Incident Report for Pusher

Postmortem

Summary

On March 17th, at 05:48 UTC, on-call engineers were paged by our alerting system that there is a problem with the webhooks and increased api errors on MT1. API requests and webhooks related to presence channels members, and channel existence for 50% of apps using these features were affected until the incident was resolved at 06:37 UTC.
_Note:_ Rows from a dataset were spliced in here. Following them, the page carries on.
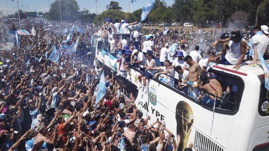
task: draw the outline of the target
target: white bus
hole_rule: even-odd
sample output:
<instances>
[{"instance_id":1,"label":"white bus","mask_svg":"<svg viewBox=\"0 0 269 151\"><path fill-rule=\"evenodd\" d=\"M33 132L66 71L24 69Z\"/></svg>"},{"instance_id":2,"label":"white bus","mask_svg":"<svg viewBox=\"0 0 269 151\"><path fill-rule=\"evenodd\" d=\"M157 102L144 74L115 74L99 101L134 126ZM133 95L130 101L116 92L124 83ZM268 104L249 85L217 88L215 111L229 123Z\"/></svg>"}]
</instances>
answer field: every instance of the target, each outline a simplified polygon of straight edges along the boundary
<instances>
[{"instance_id":1,"label":"white bus","mask_svg":"<svg viewBox=\"0 0 269 151\"><path fill-rule=\"evenodd\" d=\"M131 39L132 35L119 36ZM97 38L93 37L91 58L96 57L100 62L103 59L111 67L108 56L101 52L108 43L107 38L104 44L97 41ZM265 87L261 65L245 62L238 71L233 67L214 64L210 69L231 92L223 96L225 100L214 113L213 107L154 78L147 80L148 95L139 90L135 103L145 117L150 115L152 121L159 118L175 135L180 135L178 151L190 142L197 151L269 150L269 92ZM130 70L129 82L137 86L141 72L133 67Z\"/></svg>"}]
</instances>

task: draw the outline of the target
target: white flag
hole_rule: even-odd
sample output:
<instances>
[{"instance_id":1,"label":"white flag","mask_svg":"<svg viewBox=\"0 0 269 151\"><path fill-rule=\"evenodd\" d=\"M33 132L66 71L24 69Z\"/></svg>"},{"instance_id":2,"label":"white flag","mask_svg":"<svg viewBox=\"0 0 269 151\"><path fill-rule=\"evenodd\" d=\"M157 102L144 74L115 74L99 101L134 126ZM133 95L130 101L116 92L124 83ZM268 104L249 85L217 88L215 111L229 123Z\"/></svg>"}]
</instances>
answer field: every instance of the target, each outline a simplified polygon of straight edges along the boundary
<instances>
[{"instance_id":1,"label":"white flag","mask_svg":"<svg viewBox=\"0 0 269 151\"><path fill-rule=\"evenodd\" d=\"M36 30L35 30L35 28L34 28L33 26L33 28L32 28L32 30L31 30L31 32L32 33L32 34L34 36L36 35Z\"/></svg>"}]
</instances>

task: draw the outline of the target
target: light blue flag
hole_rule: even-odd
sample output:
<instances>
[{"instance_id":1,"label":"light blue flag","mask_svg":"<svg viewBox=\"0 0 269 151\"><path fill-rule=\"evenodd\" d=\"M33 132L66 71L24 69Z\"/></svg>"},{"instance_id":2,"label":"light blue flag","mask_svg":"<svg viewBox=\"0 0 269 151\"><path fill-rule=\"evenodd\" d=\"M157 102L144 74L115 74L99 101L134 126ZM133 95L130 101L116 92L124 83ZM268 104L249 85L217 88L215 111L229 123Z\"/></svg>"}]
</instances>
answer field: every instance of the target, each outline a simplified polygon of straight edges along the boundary
<instances>
[{"instance_id":1,"label":"light blue flag","mask_svg":"<svg viewBox=\"0 0 269 151\"><path fill-rule=\"evenodd\" d=\"M74 30L74 28L75 28L75 25L73 25L73 27L72 27L72 29L71 29L71 30L70 30L70 32L69 32L69 34L68 35L68 36L67 36L67 38L66 40L64 40L62 41L63 43L66 43L66 42L70 41L71 40L71 37L72 36L72 33L73 33L73 30Z\"/></svg>"},{"instance_id":2,"label":"light blue flag","mask_svg":"<svg viewBox=\"0 0 269 151\"><path fill-rule=\"evenodd\" d=\"M113 56L110 54L109 51L108 49L107 52L108 54L108 57L109 58L109 62L110 62L110 65L113 68L112 69L114 69L114 71L117 71L117 67L116 65L117 63L117 58L115 58Z\"/></svg>"},{"instance_id":3,"label":"light blue flag","mask_svg":"<svg viewBox=\"0 0 269 151\"><path fill-rule=\"evenodd\" d=\"M76 52L77 52L77 44L78 44L79 39L79 37L77 37L77 41L76 42L76 43L70 46L67 50L67 51L69 53L72 52L73 54L76 53Z\"/></svg>"},{"instance_id":4,"label":"light blue flag","mask_svg":"<svg viewBox=\"0 0 269 151\"><path fill-rule=\"evenodd\" d=\"M255 34L255 35L254 36L256 36L258 35L262 35L262 32L261 31L258 31ZM248 42L247 43L247 45L249 45L250 47L250 48L249 50L249 56L250 56L252 55L252 53L253 51L253 49L254 49L254 46L252 44L252 41L250 40L249 42Z\"/></svg>"},{"instance_id":5,"label":"light blue flag","mask_svg":"<svg viewBox=\"0 0 269 151\"><path fill-rule=\"evenodd\" d=\"M98 86L98 91L95 98L95 105L106 94L106 86L105 81L105 73L103 71L100 78L100 82Z\"/></svg>"},{"instance_id":6,"label":"light blue flag","mask_svg":"<svg viewBox=\"0 0 269 151\"><path fill-rule=\"evenodd\" d=\"M259 58L260 58L260 61L262 63L262 66L264 72L264 74L265 76L265 87L269 91L269 66L267 65L266 62L264 60L261 51L259 50L258 46L256 45L256 48L257 48L257 51L258 51L258 54L259 55Z\"/></svg>"},{"instance_id":7,"label":"light blue flag","mask_svg":"<svg viewBox=\"0 0 269 151\"><path fill-rule=\"evenodd\" d=\"M163 28L163 34L164 34L164 35L166 35L170 32L169 31L169 30L166 27Z\"/></svg>"},{"instance_id":8,"label":"light blue flag","mask_svg":"<svg viewBox=\"0 0 269 151\"><path fill-rule=\"evenodd\" d=\"M58 61L59 60L59 54L58 54L58 51L55 48L54 45L53 45L53 49L51 54L51 55L48 59L52 62L58 63Z\"/></svg>"},{"instance_id":9,"label":"light blue flag","mask_svg":"<svg viewBox=\"0 0 269 151\"><path fill-rule=\"evenodd\" d=\"M64 31L63 31L62 33L65 34L66 33L67 33L67 32L68 32L68 31L67 31L67 28L66 28L64 30Z\"/></svg>"},{"instance_id":10,"label":"light blue flag","mask_svg":"<svg viewBox=\"0 0 269 151\"><path fill-rule=\"evenodd\" d=\"M20 46L20 38L17 33L17 31L15 32L16 33L16 40L17 40L17 48L18 48Z\"/></svg>"},{"instance_id":11,"label":"light blue flag","mask_svg":"<svg viewBox=\"0 0 269 151\"><path fill-rule=\"evenodd\" d=\"M147 6L142 8L142 14L141 15L141 20L140 21L143 21L147 18L147 16L149 13L149 12L152 8L154 2L154 0L150 0L149 4Z\"/></svg>"},{"instance_id":12,"label":"light blue flag","mask_svg":"<svg viewBox=\"0 0 269 151\"><path fill-rule=\"evenodd\" d=\"M169 47L169 51L168 53L170 56L172 56L175 54L177 49L178 49L178 44L177 43L175 43L173 44L172 46Z\"/></svg>"}]
</instances>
The affected Redis shard cluster is only responsible for specific features: API requests and webhooks related to presence channels members, and channel existence. There are two redis shard clusters in MT1. One of these shard clusters went down due to problems in the underlying infrastructure. Bringing this shard cluster back up resolved the incident.

Incident Timeline

At 05:44 UTC, a single Redis shard cluster on MT1 went down.
At 06:04 UTC, an engineer investigating the issue identified a possible solution and began implementing a resolution.
At 06:31 UTC, All nodes for the affected Redis shard cluster were replaced.
At 06:37 UTC, All affected systems were operational and the incident was resolved.

Root Cause

A single Redis shard cluster had repeated failures in doing full synchronisation from the primary instance to the replicas due to insufficient disk space on the primary instance. At some point, the request for full synchronisation from two replicas was aligned in a way that resulted in the memory of the primary instance constantly increasing until it went out-of-memory. At this point, the primary instance went down.

How will we ensure this does not happen again?

Check the disk space provisioned for Redis nodes and make sure they have sufficient disk space to support full synchronisation.
Add monitoring to get alerted when the disk space on Redis nodes is running low.
Investigate why partial synchronisation failed in the first place which resulted in the need for full synchronisation.

Posted Mar 20, 2023 - 14:33 UTC

Resolved

Between 5:44 UTC and 6:35 UTC, in MT1 cluster, we experienced a partial outage that affected 50% of clients using Channels presence feature and Channels presence webhook events. During this time, customers who attempted to query presence information from our API may have received a 500 error.

We will provide incident report with more information as soon as possible.

Posted Mar 17, 2023 - 06:00 UTC